Does the gap lead to any instability?


----------



## Innes (Jan 13, 2003)

between your tank and stand you should have a lair of polostyrene, this is to help close any gaps and also prevent your tank from cracking under the weight of itself against the stand.
it costs practically nothing but is a pain to put in if your tank is already set up.

Unucky!


----------



## RBP (Jan 12, 2003)

just use styrofoam or some more card bord


----------



## nitrofish (Jan 14, 2003)

you definitly have to get rid of that gap,I have heard of it causeing a tank to crack and "explode". drain it and see if you can get a piece of styrofoam to fit the entire bottom of the tank. this should get rid of any irregularities in the stand. better safe than sorry.


----------



## WebHostExpert (Jan 16, 2003)

From what ive herd the weight of the tank is supported in the four corners. I still wonder if this is true. but I would get rid of the gap or take the stand back.


----------



## Innes (Jan 13, 2003)

MAD piranhas said:


> From what ive herd the weight of the tank is supported in the four corners. I still wonder if this is true.
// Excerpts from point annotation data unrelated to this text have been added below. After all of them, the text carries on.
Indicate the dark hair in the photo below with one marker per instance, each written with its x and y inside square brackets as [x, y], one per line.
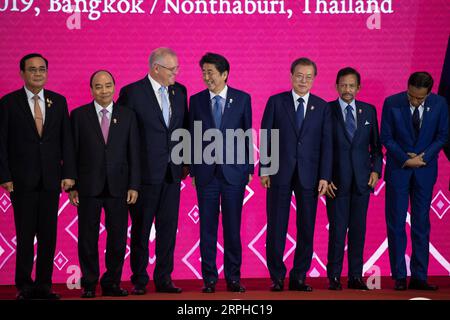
[348, 71]
[93, 75]
[303, 62]
[29, 56]
[220, 62]
[421, 80]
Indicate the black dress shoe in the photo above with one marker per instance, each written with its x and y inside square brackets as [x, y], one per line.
[168, 287]
[335, 284]
[357, 283]
[299, 285]
[139, 290]
[400, 285]
[210, 287]
[114, 291]
[235, 286]
[277, 285]
[88, 294]
[415, 284]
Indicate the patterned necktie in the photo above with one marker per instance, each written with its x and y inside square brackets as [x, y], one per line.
[38, 118]
[165, 105]
[416, 121]
[300, 113]
[105, 124]
[350, 123]
[217, 111]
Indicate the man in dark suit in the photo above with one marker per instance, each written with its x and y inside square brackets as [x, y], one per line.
[414, 128]
[221, 182]
[107, 153]
[160, 105]
[303, 121]
[36, 162]
[357, 163]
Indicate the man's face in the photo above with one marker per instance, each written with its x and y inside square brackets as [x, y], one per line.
[35, 74]
[166, 70]
[214, 80]
[302, 79]
[103, 89]
[417, 96]
[348, 87]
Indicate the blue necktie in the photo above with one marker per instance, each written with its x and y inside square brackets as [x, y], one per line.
[165, 105]
[300, 114]
[217, 111]
[350, 123]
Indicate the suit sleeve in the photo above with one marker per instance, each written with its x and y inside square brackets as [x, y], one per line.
[5, 175]
[134, 155]
[326, 146]
[267, 124]
[442, 133]
[68, 154]
[376, 152]
[386, 135]
[249, 143]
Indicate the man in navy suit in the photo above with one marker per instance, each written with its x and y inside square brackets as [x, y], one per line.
[107, 152]
[221, 183]
[414, 128]
[303, 121]
[36, 161]
[160, 105]
[357, 163]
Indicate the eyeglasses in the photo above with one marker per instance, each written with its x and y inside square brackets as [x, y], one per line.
[172, 69]
[301, 77]
[37, 70]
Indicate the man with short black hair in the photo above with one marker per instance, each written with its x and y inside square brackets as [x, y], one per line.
[414, 128]
[36, 161]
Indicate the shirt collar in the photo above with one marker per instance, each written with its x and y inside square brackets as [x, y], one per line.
[30, 94]
[99, 108]
[222, 94]
[296, 96]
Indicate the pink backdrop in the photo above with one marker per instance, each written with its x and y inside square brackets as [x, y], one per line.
[260, 49]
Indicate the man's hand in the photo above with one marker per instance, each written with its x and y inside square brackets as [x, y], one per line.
[73, 197]
[132, 196]
[265, 181]
[373, 179]
[415, 162]
[66, 184]
[185, 172]
[330, 190]
[323, 187]
[8, 186]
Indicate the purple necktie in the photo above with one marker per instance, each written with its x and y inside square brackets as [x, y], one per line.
[105, 124]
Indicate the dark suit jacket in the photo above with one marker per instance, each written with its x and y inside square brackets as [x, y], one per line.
[26, 158]
[356, 158]
[310, 149]
[237, 114]
[156, 145]
[397, 135]
[116, 162]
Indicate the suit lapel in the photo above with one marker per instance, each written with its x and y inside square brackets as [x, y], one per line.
[24, 105]
[95, 123]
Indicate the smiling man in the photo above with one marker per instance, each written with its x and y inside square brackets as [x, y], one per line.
[107, 152]
[36, 162]
[221, 185]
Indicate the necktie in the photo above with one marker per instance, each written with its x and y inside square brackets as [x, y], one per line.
[300, 113]
[217, 111]
[38, 118]
[165, 105]
[105, 124]
[416, 121]
[350, 123]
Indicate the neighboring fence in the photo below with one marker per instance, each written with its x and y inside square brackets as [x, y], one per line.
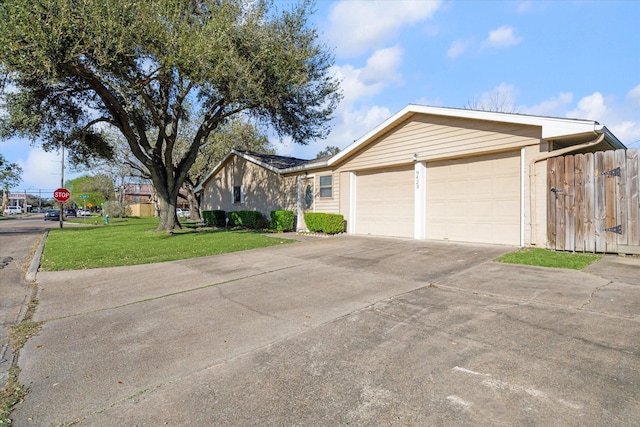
[593, 203]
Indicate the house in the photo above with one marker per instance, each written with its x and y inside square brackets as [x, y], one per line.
[425, 173]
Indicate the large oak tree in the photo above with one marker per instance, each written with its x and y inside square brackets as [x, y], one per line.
[147, 67]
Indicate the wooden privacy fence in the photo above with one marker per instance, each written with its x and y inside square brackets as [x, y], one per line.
[593, 203]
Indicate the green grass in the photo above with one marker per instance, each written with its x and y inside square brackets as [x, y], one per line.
[547, 258]
[134, 241]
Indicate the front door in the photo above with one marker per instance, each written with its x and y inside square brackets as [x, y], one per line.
[307, 199]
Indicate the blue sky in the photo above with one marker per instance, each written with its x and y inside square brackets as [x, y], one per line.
[577, 59]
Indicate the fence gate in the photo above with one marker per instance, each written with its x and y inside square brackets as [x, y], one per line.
[593, 203]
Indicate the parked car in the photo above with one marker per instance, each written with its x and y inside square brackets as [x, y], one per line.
[13, 210]
[52, 215]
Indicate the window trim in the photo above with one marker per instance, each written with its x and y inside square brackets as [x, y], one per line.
[324, 188]
[233, 194]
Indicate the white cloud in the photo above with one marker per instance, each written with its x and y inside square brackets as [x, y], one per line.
[502, 37]
[501, 98]
[621, 119]
[458, 47]
[382, 67]
[525, 6]
[590, 107]
[380, 71]
[633, 96]
[41, 170]
[554, 107]
[357, 26]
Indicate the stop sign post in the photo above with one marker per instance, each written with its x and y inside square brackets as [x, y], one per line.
[61, 195]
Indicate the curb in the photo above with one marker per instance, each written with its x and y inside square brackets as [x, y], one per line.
[30, 277]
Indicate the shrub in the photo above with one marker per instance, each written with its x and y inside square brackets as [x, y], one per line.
[282, 220]
[115, 209]
[324, 222]
[249, 219]
[214, 218]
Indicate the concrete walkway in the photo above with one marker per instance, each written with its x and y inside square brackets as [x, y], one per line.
[336, 331]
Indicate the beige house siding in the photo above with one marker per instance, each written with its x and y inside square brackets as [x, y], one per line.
[434, 137]
[345, 196]
[263, 190]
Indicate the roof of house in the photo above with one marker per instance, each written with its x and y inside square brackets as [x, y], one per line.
[552, 127]
[272, 162]
[277, 162]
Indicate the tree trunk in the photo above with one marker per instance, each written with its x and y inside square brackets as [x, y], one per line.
[194, 206]
[167, 201]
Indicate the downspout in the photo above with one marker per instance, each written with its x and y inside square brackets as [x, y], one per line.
[532, 178]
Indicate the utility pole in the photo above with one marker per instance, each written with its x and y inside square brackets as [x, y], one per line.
[62, 183]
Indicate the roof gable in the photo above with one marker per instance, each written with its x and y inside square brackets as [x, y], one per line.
[551, 127]
[272, 162]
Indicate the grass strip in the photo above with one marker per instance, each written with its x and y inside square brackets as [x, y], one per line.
[134, 241]
[12, 393]
[547, 258]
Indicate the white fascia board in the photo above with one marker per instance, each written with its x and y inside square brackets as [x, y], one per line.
[214, 171]
[615, 142]
[306, 167]
[552, 127]
[256, 161]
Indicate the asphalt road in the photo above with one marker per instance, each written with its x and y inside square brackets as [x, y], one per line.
[18, 237]
[337, 331]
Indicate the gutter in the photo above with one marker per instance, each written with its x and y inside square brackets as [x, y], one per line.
[532, 176]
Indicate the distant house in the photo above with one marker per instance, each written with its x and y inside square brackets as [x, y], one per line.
[138, 193]
[246, 180]
[425, 173]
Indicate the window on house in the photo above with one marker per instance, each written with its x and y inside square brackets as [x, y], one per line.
[238, 196]
[326, 186]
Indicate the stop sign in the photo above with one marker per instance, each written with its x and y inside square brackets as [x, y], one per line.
[61, 195]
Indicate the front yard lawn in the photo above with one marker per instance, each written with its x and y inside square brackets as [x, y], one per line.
[548, 258]
[133, 241]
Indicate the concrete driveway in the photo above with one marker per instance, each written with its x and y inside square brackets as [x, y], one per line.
[336, 331]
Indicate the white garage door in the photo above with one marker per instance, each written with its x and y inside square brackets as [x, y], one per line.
[384, 202]
[475, 199]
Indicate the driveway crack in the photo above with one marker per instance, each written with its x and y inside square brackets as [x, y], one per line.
[595, 291]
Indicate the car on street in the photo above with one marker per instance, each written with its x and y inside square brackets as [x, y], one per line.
[13, 210]
[52, 215]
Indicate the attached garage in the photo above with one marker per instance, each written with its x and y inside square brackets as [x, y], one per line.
[384, 202]
[476, 199]
[458, 175]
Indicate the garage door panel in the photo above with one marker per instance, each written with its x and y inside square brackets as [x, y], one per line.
[475, 199]
[384, 202]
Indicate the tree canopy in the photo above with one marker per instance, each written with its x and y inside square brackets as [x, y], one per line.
[147, 67]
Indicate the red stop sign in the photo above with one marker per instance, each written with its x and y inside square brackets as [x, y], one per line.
[61, 195]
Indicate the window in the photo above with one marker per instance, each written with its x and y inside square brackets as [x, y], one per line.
[326, 188]
[238, 195]
[308, 197]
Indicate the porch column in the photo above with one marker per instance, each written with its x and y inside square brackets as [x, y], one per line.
[419, 217]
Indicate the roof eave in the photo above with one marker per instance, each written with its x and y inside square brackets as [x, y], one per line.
[552, 127]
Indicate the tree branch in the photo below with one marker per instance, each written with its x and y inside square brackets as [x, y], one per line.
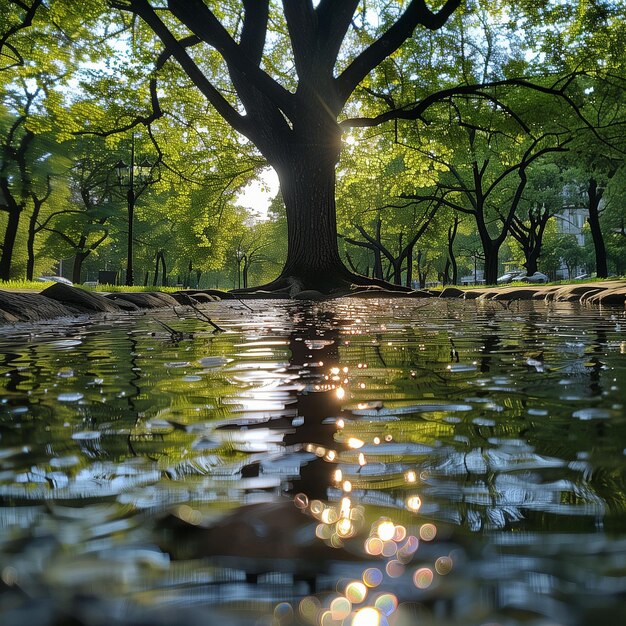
[415, 14]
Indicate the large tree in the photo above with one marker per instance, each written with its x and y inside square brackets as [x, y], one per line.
[292, 120]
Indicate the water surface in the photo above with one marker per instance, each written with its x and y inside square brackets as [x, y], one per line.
[352, 462]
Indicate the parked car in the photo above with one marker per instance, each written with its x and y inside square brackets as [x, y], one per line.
[509, 277]
[55, 279]
[537, 277]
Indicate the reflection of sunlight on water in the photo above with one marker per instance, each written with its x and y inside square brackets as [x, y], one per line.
[363, 602]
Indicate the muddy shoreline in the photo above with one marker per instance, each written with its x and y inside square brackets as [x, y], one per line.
[63, 301]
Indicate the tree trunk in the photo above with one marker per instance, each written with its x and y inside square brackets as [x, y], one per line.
[409, 267]
[10, 234]
[307, 184]
[532, 259]
[491, 263]
[77, 266]
[246, 267]
[451, 256]
[595, 195]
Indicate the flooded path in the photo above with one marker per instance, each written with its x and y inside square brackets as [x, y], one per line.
[351, 462]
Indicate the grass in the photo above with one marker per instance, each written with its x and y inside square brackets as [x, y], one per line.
[37, 285]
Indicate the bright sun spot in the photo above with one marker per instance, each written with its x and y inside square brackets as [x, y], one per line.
[257, 196]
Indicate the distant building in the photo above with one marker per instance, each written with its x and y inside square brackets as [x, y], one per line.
[475, 278]
[570, 220]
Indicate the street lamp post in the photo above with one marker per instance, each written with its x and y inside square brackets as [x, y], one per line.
[123, 172]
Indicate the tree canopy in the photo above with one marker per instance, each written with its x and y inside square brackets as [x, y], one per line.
[396, 130]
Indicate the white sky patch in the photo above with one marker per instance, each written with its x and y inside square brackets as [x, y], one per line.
[256, 197]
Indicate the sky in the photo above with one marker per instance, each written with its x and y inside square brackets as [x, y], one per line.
[257, 195]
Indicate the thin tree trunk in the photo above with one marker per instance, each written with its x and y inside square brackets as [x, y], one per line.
[10, 234]
[451, 256]
[77, 266]
[595, 195]
[409, 267]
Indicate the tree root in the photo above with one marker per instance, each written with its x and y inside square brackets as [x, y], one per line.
[335, 285]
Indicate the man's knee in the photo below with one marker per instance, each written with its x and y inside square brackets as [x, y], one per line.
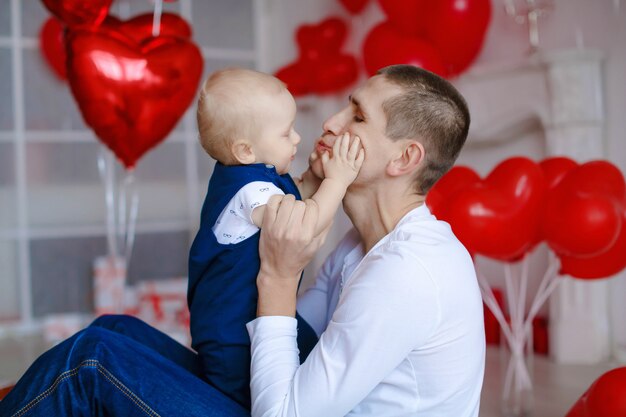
[116, 322]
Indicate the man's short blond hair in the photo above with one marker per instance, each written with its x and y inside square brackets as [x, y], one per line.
[228, 109]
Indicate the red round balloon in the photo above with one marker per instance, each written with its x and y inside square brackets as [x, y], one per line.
[554, 169]
[321, 67]
[498, 217]
[385, 46]
[297, 76]
[447, 188]
[131, 95]
[139, 28]
[456, 29]
[317, 41]
[79, 12]
[53, 46]
[582, 214]
[407, 16]
[354, 6]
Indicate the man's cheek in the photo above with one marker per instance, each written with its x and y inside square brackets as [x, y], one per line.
[317, 168]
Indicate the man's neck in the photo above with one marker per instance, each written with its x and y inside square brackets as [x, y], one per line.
[375, 212]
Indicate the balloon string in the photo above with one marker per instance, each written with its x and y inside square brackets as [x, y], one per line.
[107, 175]
[156, 17]
[130, 226]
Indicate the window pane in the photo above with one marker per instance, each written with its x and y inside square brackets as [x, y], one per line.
[48, 102]
[9, 282]
[5, 18]
[34, 14]
[224, 24]
[61, 271]
[6, 88]
[65, 187]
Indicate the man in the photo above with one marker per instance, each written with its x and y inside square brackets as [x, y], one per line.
[396, 305]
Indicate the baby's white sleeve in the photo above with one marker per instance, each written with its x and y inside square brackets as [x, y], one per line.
[253, 195]
[235, 223]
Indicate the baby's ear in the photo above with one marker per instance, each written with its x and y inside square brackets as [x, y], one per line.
[242, 152]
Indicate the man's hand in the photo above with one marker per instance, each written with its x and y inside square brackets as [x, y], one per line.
[346, 160]
[286, 246]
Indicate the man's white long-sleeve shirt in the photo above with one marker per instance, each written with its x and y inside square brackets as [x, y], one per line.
[401, 332]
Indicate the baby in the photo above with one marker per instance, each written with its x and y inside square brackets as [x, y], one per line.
[246, 122]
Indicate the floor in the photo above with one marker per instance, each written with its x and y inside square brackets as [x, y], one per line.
[556, 387]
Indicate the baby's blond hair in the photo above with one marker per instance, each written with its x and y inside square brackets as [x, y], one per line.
[228, 109]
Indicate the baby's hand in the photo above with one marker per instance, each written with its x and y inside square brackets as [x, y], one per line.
[346, 161]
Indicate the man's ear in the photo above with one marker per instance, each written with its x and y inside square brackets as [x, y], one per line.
[242, 152]
[408, 160]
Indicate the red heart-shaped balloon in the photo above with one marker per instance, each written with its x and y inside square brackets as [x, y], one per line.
[385, 46]
[131, 95]
[407, 16]
[606, 397]
[499, 216]
[139, 28]
[555, 168]
[53, 47]
[79, 12]
[318, 40]
[321, 67]
[354, 6]
[583, 214]
[446, 189]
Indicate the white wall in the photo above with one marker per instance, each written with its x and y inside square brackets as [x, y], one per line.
[520, 97]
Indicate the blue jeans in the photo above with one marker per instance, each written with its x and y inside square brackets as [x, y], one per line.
[118, 366]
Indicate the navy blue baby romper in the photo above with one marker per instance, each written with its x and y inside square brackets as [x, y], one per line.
[222, 292]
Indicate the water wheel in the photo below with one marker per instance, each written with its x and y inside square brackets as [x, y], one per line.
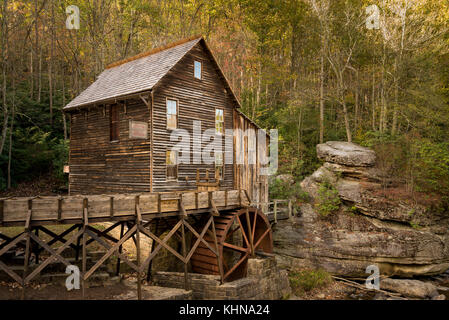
[240, 234]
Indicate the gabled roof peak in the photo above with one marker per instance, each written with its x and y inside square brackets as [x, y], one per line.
[153, 51]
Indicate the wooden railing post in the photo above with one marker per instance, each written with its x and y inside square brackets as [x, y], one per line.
[275, 211]
[290, 214]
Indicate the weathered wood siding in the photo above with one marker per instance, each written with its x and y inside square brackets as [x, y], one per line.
[98, 165]
[197, 100]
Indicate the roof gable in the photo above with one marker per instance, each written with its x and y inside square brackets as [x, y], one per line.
[136, 75]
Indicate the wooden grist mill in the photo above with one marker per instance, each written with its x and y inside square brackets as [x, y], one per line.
[123, 169]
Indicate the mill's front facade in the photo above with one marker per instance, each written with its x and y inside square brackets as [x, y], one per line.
[122, 123]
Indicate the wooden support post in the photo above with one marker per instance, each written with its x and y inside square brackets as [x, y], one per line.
[78, 245]
[59, 209]
[36, 247]
[159, 203]
[27, 247]
[220, 264]
[111, 207]
[226, 198]
[196, 200]
[122, 230]
[2, 205]
[275, 211]
[240, 197]
[84, 262]
[250, 234]
[290, 213]
[138, 223]
[184, 253]
[150, 264]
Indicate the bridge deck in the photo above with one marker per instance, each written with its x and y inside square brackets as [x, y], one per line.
[48, 210]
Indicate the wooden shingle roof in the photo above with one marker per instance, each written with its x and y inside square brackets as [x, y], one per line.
[133, 75]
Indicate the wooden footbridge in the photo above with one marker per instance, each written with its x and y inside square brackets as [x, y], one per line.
[212, 217]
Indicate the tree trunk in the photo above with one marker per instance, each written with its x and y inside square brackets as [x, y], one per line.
[10, 137]
[322, 99]
[4, 67]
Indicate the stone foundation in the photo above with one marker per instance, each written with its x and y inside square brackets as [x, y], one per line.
[263, 282]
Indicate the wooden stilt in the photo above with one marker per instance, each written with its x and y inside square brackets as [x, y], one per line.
[139, 273]
[36, 247]
[151, 251]
[85, 224]
[220, 264]
[184, 254]
[122, 230]
[27, 247]
[78, 245]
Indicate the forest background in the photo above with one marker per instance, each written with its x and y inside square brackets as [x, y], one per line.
[314, 70]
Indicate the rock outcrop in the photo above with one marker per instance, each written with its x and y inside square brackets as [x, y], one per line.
[371, 227]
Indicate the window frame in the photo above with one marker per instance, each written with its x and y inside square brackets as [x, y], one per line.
[201, 69]
[215, 121]
[114, 123]
[175, 165]
[221, 176]
[166, 113]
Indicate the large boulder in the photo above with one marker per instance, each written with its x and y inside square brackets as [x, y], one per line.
[401, 237]
[410, 288]
[346, 153]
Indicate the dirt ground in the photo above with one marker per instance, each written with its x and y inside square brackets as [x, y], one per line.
[334, 291]
[58, 292]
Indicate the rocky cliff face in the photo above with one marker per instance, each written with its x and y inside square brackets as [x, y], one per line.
[371, 227]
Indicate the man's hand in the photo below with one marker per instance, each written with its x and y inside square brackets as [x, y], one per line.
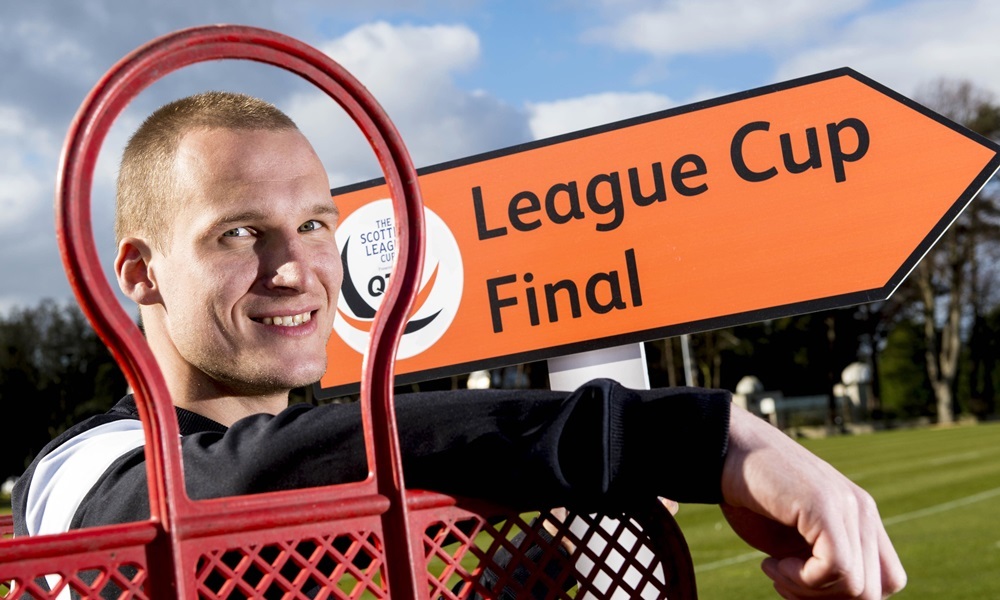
[822, 533]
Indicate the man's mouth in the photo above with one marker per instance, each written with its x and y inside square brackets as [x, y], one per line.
[285, 320]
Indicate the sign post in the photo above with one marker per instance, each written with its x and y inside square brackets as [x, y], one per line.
[813, 194]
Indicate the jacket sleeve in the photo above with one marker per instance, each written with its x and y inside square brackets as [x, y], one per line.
[598, 446]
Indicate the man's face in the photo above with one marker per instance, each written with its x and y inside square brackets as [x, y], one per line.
[250, 271]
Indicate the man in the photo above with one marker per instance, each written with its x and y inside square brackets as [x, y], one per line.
[226, 242]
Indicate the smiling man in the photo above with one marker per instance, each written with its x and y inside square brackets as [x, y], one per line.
[226, 243]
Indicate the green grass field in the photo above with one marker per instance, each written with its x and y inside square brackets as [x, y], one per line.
[938, 491]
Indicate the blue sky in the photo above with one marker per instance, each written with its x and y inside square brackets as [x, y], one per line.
[457, 76]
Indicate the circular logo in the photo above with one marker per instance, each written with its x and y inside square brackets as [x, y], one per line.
[367, 242]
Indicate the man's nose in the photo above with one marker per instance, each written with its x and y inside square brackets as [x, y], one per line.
[286, 264]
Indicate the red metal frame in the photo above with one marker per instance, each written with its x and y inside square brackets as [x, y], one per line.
[350, 540]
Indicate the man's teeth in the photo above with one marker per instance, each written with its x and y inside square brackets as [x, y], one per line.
[289, 321]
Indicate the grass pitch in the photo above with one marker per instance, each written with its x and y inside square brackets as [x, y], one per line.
[938, 491]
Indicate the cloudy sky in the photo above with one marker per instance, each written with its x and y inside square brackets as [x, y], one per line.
[458, 77]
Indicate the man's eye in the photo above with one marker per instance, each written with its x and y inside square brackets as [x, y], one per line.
[311, 225]
[237, 232]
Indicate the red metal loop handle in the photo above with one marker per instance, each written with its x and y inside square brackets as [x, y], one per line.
[122, 83]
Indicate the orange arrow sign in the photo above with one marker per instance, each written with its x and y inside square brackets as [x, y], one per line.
[817, 193]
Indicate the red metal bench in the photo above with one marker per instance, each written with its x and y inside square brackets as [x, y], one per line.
[370, 539]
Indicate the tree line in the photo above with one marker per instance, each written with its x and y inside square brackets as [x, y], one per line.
[933, 347]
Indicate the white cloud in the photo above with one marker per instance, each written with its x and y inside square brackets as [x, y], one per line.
[563, 116]
[25, 150]
[677, 27]
[911, 44]
[410, 70]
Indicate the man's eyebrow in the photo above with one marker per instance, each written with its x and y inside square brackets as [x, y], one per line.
[326, 208]
[320, 209]
[240, 217]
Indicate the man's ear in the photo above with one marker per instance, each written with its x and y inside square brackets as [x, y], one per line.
[135, 276]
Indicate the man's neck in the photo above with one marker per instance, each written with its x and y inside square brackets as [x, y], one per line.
[229, 409]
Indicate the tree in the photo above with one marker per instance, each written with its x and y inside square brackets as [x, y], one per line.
[54, 371]
[952, 289]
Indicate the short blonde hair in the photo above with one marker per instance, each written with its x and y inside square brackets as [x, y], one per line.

a small tank can be, but not larger ones - they will crack.


----------



## WebHostExpert (Jan 16, 2003)

I do not know what is correct about the weight on the corners. but the place I buy everything I've ever had in the last 14 years has a tank in his store that is about 500g and it is only supported by the corners and has been there for years. But like I said I dont know the factual data about that kind of stuff.


----------



## Xenon (Nov 15, 2002)

Damn.....MAD might be right but I would take ANY chances cause the alternative of cracking (and possible spilling) would be horrendous. Take an extra hour out of your day to fix it so you dont have to worry about it anymore.


----------



## Razorlips (Jan 12, 2003)

I use adhesive 1" weather strip that I buy at the hardware store. If you can find the really dense stuff it works great!


----------



## ralphinnj (Mar 2, 2003)

It depends on the tank design. Most are designed to evenly distribute the weight. That is, the four corner concept is not true. Due to the mass of glass near the corners, there probably is a slightly higher weight load in the corners, but there is plenty in the middle of each span. If those spans are not supported, it could create enough stress in the tank to start a crack propagation (which is not desireable). Ideally, when setting up a tank, the best "pad" to use is a sheet of homasote. It is like the backing on a notepad (that grey cardboard), except that it is 1/2" thick. So you lay that down 1st, then your tank. Before you fill it with water, look for gaps. Wherever you find the gaps, take a wedge of wood (no more than about 1/8" thick at the thickest part) about 3" long and tap it under the homasote. Keep going around until there are no gaps. Doing the above eliminates any undue stress. If your tank is in place, loaded, just get the wood wedges (use Pine, it is soft, yet will support the tank) and lightly tap them in.


----------